А что там в России… Где Маша с Милой? Писем давно нет. Но, может, скоро конец? Командир говорил, что вроде капитуляцию фрицы подписывают, и всех домой скоро отправят. Надо хоть на мир поглядеть. Пока головой вертел, чуть пулю не схлопотал. Вот так Гроб Магомед! Снайпер там на крыше сидит, и весь наш батальон перед ним, как мишень в тире. Бьет прямо по кабинам. Выпрыгиваем — и врассыпную. За кустами снайпер не достанет. Получаем приказ двигаться дальше. Там, видите ли, из-за нас на мосту затор. А как тут подвинешься под огнем? Кому под пули охота, когда домой пора? Командир орет: «Воронов, обезвредить снайпера!» А мне и приказать некому. Весь личный состав по кустам рассыпался. Хоть самому на крышу эту ползти. А я высоты боюсь. Меня даже из авиации в инженерные войска перевели из-за этого. Может, хоть кто-нибудь высунется? Нет, спят уже, поди, в кустах. Ну и ползем мы с Молибогой вокруг дворца, собираем собачье дерьмо на парадные гимнастерки. А гад этот с крыши так пулями и сыплет. Молибога все про барышню вспоминает. А я все думаю, как Маше в глаза глядеть буду, когда вернусь. И что Нине, санитарке нашей, скажу, когда прощаться будем. Так доползли мы до входа.

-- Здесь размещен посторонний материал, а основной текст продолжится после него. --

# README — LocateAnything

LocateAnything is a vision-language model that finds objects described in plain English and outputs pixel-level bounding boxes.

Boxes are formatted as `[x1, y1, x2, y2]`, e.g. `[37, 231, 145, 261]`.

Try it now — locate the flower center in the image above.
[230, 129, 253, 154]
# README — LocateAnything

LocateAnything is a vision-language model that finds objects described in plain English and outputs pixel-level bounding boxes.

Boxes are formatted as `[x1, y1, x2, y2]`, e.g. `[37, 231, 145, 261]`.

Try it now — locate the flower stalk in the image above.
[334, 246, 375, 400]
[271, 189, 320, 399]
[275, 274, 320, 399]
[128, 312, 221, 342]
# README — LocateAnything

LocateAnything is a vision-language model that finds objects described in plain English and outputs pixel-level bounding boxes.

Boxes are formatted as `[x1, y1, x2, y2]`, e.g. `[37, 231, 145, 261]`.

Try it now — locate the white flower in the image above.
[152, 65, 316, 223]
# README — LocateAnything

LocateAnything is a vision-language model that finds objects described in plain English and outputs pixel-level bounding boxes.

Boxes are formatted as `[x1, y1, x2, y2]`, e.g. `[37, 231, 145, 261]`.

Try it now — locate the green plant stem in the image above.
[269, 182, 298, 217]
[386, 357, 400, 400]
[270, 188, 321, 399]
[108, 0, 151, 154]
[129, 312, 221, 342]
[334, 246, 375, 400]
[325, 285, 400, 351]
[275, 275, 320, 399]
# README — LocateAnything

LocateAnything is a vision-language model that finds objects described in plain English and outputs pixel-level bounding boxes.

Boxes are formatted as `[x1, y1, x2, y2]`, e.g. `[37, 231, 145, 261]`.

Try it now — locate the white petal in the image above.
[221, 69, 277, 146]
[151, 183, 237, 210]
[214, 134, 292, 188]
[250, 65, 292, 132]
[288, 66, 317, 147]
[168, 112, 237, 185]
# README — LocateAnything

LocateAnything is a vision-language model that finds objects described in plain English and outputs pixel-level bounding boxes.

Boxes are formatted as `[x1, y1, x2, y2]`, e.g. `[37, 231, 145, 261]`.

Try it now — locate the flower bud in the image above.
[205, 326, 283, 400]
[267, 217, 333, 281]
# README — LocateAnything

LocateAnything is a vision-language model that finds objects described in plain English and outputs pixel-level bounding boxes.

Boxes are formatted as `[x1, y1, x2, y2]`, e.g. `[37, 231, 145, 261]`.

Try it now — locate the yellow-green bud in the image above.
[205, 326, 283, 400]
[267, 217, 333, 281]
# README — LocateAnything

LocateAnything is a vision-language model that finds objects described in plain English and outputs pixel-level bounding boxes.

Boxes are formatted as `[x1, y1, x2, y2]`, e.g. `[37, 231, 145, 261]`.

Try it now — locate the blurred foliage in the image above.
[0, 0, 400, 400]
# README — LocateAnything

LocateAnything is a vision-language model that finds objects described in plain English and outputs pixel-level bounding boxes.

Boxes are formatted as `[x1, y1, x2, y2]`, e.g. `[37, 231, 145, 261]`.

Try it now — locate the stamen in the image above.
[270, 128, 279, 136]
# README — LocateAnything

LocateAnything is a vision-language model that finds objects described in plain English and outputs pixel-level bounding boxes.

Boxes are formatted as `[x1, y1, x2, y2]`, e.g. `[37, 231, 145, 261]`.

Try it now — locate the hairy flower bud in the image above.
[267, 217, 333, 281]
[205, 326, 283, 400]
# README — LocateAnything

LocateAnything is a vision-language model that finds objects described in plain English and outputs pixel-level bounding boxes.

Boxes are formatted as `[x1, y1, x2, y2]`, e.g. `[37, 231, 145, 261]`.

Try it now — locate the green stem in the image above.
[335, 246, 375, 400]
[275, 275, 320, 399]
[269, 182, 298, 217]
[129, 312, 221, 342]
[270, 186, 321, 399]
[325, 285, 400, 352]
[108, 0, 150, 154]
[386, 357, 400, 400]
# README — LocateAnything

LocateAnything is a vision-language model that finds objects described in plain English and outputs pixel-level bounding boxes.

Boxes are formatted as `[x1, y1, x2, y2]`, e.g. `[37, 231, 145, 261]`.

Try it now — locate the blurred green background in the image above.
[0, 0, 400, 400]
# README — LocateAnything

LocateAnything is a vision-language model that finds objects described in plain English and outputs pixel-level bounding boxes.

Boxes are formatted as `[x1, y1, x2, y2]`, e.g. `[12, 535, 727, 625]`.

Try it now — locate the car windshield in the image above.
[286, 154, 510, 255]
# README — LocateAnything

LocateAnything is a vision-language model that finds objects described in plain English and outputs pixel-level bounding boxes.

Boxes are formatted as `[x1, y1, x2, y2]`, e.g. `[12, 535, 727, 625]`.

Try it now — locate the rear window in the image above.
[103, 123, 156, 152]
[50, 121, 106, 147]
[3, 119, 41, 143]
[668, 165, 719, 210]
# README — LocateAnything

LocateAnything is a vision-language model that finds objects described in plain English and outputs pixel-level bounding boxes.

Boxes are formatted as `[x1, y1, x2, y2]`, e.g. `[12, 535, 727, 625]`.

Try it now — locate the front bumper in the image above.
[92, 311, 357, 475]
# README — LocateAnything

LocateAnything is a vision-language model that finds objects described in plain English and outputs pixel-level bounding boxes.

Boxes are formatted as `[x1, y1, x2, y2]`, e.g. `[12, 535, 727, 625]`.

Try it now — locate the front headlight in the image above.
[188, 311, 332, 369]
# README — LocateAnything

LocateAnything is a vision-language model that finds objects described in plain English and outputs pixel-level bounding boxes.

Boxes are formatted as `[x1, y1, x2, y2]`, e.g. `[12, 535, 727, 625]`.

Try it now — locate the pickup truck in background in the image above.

А там лестница мраморная и площадка с клумбами. Кругом война, а эти красоту, значит, навели. И все как на ладони. Из кустов не высунешься, прицельно бьет, сволочь. Сидим, вокруг птицы поют. Глаза закрываются сами. Так и заснул под свист пуль и пташек.
Просыпаюсь — тишина. Ни снайпера, ни Молибоги, ни батальона. Вылез из кустов потихоньку и пошел проверить, что там в этом дворце проклятом происходит. Захожу и за нос себя щиплю, думаю, сон никак не кончится. Вокруг чистота, стулья резные, тяжелые по сторонам стоят, а в середине лестница. Над лестницей настоящая люстра висит, вся переливается. Но самое удивительное, вижу я в этом сне Молибогу с той самой дамочкой на каблуках. И так они нежно воркуют, за руки держатся и по лестнице куда-то направляются. Я как заору: «Сержант Молибога! Смирно! Гроб Магомед!» Бедняга с лестницы скатился, руку задрал — честь отдает. Тут меня увидел, щеки порозовели и говорит: «Ты чего, Воронов, разорался? Не видишь, я с дамой? Тут тебе не окоп какой-нибудь, а бордель настоящий. Так что хочешь — со мной пойдем, а не хочешь — так полк тут рядом расквартировали. Иди дальше дрыхни. Всем увольнительную на сутки дали».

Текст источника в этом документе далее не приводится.